First paragraph preview:
  Structure ID:       1W
  Coordinates: (48.29745556, -122.6078139)
  Paragraph length: 21,169 characters
  Paragraph preview: Design Peak Ground Acceleration: High seismic demand bridges with PGA values between 0.4 and 0.6 must incorporate advanced engineering techniques to withstand significant seismic forces and prevent st...


In [12]:
print_section("Generating Embeddings")

# Extract paragraphs from third column (index 2)
paragraphs = df.iloc[:, 2].astype(str).tolist()

print(f"Total paragraphs: {len(paragraphs):,}")
print(f"Average length: {sum(len(p) for p in paragraphs) / len(paragraphs):,.0f} characters")
print(f"Max length: {max(len(p) for p in paragraphs):,} characters")

# Detect device and set parallelization parameters
device = 'cuda' if model.device.type == 'cuda' else 'cpu'
if device == 'cpu':
    # Use multiprocessing for CPU
    import multiprocessing
    num_workers = max(1, multiprocessing.cpu_count() - 1)  # Leave 1 core free
    print(f"\nUsing CPU parallelization with {num_workers} workers")
else:
    # GPU doesn't benefit from num_workers
    num_workers = 0
    print(f"\nUsing GPU acceleration")

# Generate embeddings with optimized settings
print(f"\nProcessing {len(paragraphs):,} paragraphs...")
start_time = time.time()

# Use encode() with optimized settings
all_embeddings = model.encode(
    paragraphs,
    batch_size=32,
    show_progress_bar=True,
    convert_to_numpy=True,
    normalize_embeddings=False
)

elapsed = time.time() - start_time
print(f"\n✓ Generated {len(all_embeddings):,} embeddings in {elapsed/60:.1f} minutes")
print(f"  Rate: {len(all_embeddings)/elapsed:.1f} embeddings/sec")
print(f"  Embedding shape: {all_embeddings[0].shape}")
print(f"  Embedding type: {type(all_embeddings[0])}")

print_section("Saving Embeddings to CSV")

# Convert embeddings to list format for JSON serialization
embeddings_as_lists = [emb.tolist() for emb in all_embeddings]

# Add embeddings as fourth column
df['EMBEDDING'] = embeddings_as_lists

# Save to CSV
output_path.parent.mkdir(parents=True, exist_ok=True)
df.to_csv(output_path, index=False)

print(f"✓ CSV saved: {output_path}")
print(f"  Rows: {len(df):,}")
print(f"  Columns: {list(df.columns)}")
print(f"\nFirst embedding preview:")
print(f"  Embedding length: {len(df.iloc[0, 3])}")
print(f"  First 10 values: {df.iloc[0, 3][:10]}")
print(f"\n✅ Complete! Embeddings added to CSV as column 4.")

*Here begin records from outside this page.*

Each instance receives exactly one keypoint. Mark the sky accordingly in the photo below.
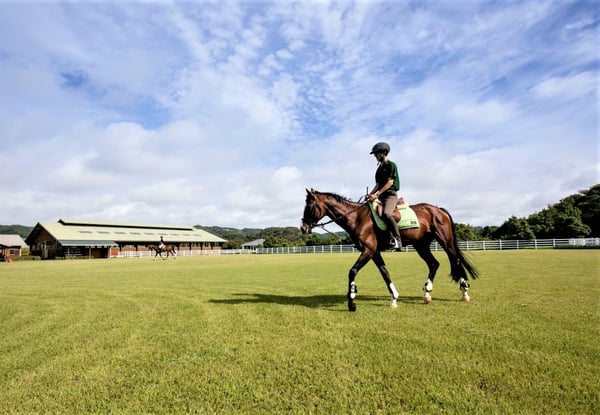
(222, 113)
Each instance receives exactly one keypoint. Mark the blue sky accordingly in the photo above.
(223, 112)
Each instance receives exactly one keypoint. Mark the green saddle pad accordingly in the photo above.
(408, 218)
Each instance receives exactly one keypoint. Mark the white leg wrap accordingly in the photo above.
(353, 290)
(394, 291)
(428, 287)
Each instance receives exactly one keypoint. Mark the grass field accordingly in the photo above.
(271, 334)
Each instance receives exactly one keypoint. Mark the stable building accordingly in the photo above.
(71, 238)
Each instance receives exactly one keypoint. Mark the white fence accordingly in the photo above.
(464, 245)
(330, 249)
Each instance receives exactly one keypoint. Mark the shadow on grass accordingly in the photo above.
(311, 301)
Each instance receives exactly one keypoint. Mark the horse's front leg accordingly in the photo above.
(352, 290)
(378, 259)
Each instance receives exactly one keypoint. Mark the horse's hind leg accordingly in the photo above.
(378, 259)
(432, 264)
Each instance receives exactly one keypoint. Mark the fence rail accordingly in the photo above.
(463, 245)
(331, 249)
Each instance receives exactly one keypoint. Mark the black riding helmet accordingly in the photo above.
(381, 147)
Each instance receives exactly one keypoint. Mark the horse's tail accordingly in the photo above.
(460, 265)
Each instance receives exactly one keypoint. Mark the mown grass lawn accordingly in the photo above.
(271, 334)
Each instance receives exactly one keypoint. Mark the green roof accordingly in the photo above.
(86, 233)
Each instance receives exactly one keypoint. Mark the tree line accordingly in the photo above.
(575, 216)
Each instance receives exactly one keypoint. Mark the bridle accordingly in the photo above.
(313, 224)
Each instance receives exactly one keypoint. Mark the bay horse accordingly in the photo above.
(169, 249)
(356, 219)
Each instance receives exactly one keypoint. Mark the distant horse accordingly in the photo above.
(169, 249)
(356, 218)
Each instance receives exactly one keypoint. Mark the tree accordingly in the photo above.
(567, 223)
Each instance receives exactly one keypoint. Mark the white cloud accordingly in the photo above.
(222, 113)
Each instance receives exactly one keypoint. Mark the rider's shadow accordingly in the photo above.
(311, 301)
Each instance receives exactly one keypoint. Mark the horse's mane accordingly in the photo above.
(337, 197)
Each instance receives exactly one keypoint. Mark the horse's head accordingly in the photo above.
(313, 212)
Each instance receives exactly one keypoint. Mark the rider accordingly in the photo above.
(387, 184)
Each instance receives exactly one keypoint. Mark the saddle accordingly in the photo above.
(404, 215)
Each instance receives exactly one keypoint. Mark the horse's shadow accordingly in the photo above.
(310, 301)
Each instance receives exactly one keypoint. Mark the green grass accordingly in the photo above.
(271, 334)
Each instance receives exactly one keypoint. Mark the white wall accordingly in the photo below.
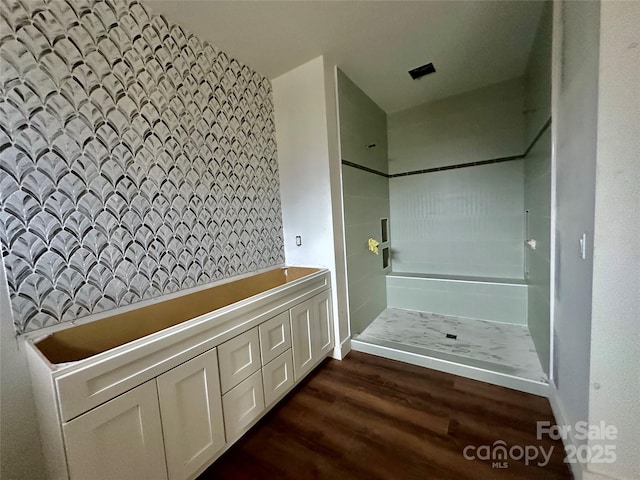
(615, 329)
(479, 125)
(308, 156)
(537, 78)
(537, 186)
(20, 448)
(366, 200)
(575, 128)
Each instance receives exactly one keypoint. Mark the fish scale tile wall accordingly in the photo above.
(135, 160)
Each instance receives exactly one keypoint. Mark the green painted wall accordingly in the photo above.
(366, 200)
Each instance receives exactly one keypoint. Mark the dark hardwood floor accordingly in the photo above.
(372, 418)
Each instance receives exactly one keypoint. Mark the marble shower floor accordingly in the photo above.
(499, 347)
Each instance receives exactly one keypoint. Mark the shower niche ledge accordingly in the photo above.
(138, 394)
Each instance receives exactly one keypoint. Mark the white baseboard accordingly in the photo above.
(341, 351)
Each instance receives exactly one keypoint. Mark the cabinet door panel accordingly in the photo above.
(242, 404)
(301, 338)
(277, 377)
(275, 337)
(192, 421)
(119, 440)
(239, 358)
(323, 340)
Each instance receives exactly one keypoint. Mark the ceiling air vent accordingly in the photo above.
(420, 72)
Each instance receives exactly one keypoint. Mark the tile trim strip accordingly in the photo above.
(452, 167)
(366, 169)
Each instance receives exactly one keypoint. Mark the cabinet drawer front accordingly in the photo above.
(242, 404)
(277, 377)
(191, 408)
(239, 358)
(119, 440)
(275, 337)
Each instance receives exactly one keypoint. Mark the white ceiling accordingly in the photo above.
(471, 43)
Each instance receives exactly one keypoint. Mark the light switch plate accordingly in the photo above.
(583, 246)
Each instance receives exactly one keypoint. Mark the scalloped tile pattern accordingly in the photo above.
(135, 160)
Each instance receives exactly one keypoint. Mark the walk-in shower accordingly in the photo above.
(455, 190)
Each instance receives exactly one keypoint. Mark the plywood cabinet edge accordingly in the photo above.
(46, 388)
(49, 423)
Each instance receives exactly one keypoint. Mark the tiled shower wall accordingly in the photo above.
(135, 160)
(464, 221)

                             Generating Embeddings                              

Total paragraphs: 4,914
Average length: 21,794 characters
Max length: 23,344 characters

Using CPU parallelization with 19 workers

Processing 4,914 paragraphs...


Batches:   0%|          | 0/154 [00:00<?, ?it/s]


✓ Generated 4,914 embeddings in 1476.8 minutes
  Rate: 0.1 embeddings/sec
  Embedding shape: (1024,)
  Embedding type: <class 'numpy.ndarray'>

                            Saving Embeddings to CSV                            

✓ CSV saved: C:\Users\wongb\Bridge-ML\Bridge-ML-LLM-Embedding-Architecture\nlp_data\bridge_paragraphs_embedded.csv
  Rows: 4,914
  Columns: ['STRUCTURE_ID', 'COORDINATES', 'PARAGRAPH', 'EMBEDDING']

First embedding preview:
  Embedding length: 1024
  First 10 values: [-0.04067869856953621, 0.006592259742319584, -0.00884220376610756, -0.012684069573879242, 0.03733628988265991, -0.05344384163618088, 0.002753559732809663, 0.02851228415966034, -0.0036807351280003786, 0.03813118115067482]

✅ Complete! Embeddings added to CSV as column 4.